Several Data analytic processes can be combined to produce a data analysis solution.
Data Sources
- Human generated data (largest form of data)
- Computer generated data (based on human input)
- Application/infrastructure logging (can provide valuable insights)
Big Data Challenges
- Volume
- Variety
- Velocity
- Veracity
- Degree to which data is accurate, precise and trusted. Data analytics solutions should be able to identify common flaws in data and fix them before data is stored. This is known as data cleansing. Data cleansing must be completed within the time requirements of the solution, up to and including real time processing speeds.
- Value
- The ability of the data analytics solution to extract meaningful information from the data that has been stored and analyzed. Solutions must be able to produce right form of analytical results to inform business decision makers and stakeholders of insights using trusted reports and dashboards.
Data Sources
- Internal databases and file stores
- Data is usually highly structured, processing requirements within a data analytics solutions are less.
- Streaming Data
- Semi structured/unstructured data
- At high velocity, may require special software for data collection and processing.
- Public Data sets
- May require transformations for internal analytics.
Data Lake
A Data Lake is a centralized repository(single source of truth) that allows you to store structured, semi-structured and unstructured data at any scale.
AWS S3 provides a centralized data storage solution that can be used with a variety of data analytics tools without data movement.
Data Lakes such as one built on top AWS S3 are cheaper the specialized data storage solutions. Data is loaded into Data Lake in raw format and ETL processes are applied by different data analytics tools against Data Lake.

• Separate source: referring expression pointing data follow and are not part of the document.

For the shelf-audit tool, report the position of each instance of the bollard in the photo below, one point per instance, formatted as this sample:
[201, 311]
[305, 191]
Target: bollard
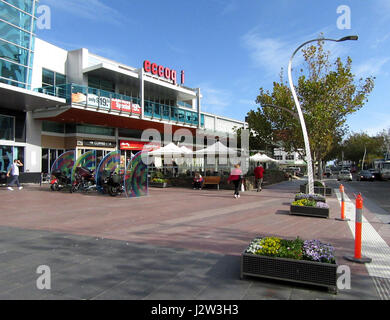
[358, 234]
[342, 205]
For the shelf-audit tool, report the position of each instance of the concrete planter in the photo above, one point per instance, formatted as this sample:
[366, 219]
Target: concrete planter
[158, 184]
[298, 271]
[309, 211]
[325, 191]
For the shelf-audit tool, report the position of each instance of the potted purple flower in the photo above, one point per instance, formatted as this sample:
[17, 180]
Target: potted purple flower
[307, 262]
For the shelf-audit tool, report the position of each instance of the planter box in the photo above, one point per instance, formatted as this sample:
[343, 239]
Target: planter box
[309, 211]
[298, 271]
[158, 185]
[321, 200]
[325, 191]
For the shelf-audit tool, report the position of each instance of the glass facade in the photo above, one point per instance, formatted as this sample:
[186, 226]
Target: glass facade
[8, 154]
[17, 27]
[7, 128]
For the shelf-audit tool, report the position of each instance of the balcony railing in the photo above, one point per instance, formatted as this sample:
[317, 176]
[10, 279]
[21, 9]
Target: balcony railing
[114, 102]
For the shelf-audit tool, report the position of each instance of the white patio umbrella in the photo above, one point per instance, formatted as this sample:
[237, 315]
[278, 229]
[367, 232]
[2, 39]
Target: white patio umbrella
[258, 157]
[217, 149]
[185, 150]
[169, 149]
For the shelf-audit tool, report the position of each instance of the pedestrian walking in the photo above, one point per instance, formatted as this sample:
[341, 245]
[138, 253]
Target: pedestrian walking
[236, 177]
[198, 181]
[14, 172]
[259, 174]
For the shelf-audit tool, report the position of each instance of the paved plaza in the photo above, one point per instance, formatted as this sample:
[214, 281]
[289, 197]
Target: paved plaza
[175, 243]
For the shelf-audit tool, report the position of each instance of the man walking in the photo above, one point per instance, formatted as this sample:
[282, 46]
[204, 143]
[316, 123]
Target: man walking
[14, 171]
[259, 172]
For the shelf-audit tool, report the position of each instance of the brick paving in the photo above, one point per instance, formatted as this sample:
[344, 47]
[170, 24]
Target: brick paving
[188, 241]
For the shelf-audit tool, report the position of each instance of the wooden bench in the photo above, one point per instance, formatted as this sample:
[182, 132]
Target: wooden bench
[212, 180]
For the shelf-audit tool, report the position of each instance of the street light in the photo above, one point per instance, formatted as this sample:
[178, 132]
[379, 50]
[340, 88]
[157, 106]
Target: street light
[300, 114]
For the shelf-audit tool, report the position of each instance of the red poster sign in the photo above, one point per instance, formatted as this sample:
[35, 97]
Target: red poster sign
[138, 145]
[125, 106]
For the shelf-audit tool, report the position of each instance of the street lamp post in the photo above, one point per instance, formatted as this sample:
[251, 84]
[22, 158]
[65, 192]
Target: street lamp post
[300, 114]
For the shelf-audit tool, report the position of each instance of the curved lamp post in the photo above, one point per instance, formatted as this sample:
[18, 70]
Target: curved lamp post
[300, 114]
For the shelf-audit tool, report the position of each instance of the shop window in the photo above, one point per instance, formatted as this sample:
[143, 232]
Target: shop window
[45, 160]
[101, 84]
[7, 128]
[55, 127]
[6, 158]
[95, 130]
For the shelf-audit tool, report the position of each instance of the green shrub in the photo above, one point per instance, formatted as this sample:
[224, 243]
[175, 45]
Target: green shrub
[305, 203]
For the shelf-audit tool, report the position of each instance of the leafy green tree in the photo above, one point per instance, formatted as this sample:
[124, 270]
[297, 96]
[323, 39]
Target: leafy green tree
[354, 146]
[328, 93]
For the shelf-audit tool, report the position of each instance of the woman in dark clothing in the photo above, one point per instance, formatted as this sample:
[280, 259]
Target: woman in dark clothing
[236, 176]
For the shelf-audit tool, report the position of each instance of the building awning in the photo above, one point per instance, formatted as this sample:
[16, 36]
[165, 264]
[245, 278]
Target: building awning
[80, 116]
[26, 100]
[154, 87]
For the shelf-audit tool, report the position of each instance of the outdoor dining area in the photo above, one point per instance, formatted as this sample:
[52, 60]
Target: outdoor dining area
[172, 160]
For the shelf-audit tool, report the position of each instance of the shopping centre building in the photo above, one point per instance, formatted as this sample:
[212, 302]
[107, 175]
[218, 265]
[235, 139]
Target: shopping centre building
[53, 100]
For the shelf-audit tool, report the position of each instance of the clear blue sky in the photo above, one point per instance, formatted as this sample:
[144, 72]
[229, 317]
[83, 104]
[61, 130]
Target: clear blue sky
[230, 48]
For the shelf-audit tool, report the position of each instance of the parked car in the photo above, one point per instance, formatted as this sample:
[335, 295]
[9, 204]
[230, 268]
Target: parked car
[344, 175]
[365, 175]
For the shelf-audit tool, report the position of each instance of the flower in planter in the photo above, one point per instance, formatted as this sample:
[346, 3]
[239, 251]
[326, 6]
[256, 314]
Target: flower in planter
[305, 203]
[159, 180]
[314, 196]
[315, 250]
[311, 250]
[322, 205]
[269, 246]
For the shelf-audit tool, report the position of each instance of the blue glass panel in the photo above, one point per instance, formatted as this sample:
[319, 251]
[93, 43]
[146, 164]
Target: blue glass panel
[181, 115]
[12, 71]
[14, 35]
[13, 83]
[25, 5]
[14, 53]
[174, 114]
[16, 17]
[166, 112]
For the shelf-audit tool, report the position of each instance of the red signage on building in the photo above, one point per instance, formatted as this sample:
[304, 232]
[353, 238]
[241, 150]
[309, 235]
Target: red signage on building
[138, 145]
[125, 106]
[162, 72]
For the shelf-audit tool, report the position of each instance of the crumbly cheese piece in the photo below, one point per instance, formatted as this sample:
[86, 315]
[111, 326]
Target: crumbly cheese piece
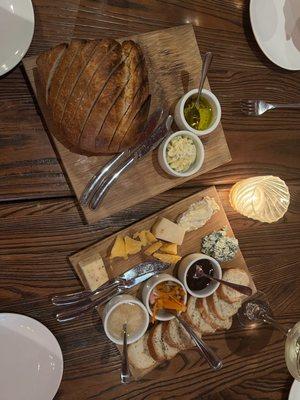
[94, 271]
[168, 231]
[219, 246]
[198, 214]
[181, 153]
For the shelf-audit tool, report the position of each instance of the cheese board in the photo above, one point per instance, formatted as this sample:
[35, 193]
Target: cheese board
[173, 60]
[191, 244]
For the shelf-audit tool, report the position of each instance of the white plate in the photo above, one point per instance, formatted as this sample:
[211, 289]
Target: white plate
[31, 362]
[295, 391]
[276, 27]
[16, 31]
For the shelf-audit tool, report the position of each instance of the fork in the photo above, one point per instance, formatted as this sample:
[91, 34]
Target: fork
[258, 107]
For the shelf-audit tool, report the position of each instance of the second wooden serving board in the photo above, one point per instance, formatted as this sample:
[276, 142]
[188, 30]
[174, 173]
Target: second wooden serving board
[174, 64]
[191, 244]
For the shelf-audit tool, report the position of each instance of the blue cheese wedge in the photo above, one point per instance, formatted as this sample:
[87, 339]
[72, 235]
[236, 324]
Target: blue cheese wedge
[219, 246]
[94, 271]
[198, 214]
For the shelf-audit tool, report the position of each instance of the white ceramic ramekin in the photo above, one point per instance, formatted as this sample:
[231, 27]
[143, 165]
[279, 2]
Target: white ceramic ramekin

A data lake on AWS can help you do the following:
- Collect and store any type of data, at any scale, and at low cost
- Secure the data and prevent unauthorized access
- Catalog, search, and find the relevant data in the central repository
- Quickly and easily perform new types of data analysis
- Use a broad set of analytic engines for one-time analytics, real-time streaming, predictive analytics, AI, and machine learning
Data Warehouse
A centralized repository of structured data from many data sources. This data is transformed, aggregated and prepared before it is loaded into Data Warehouse. DW store transactional data from many different data sources in a format that facilitates efficient execution of complex queries. DW provides Curated data sets for faster analysis.
Amazon Redshift is a Data Warehouse service supporting GB, PB data sizes.Amazon Redshift Spectrum allows you to combine S3 and Redshift in a single query.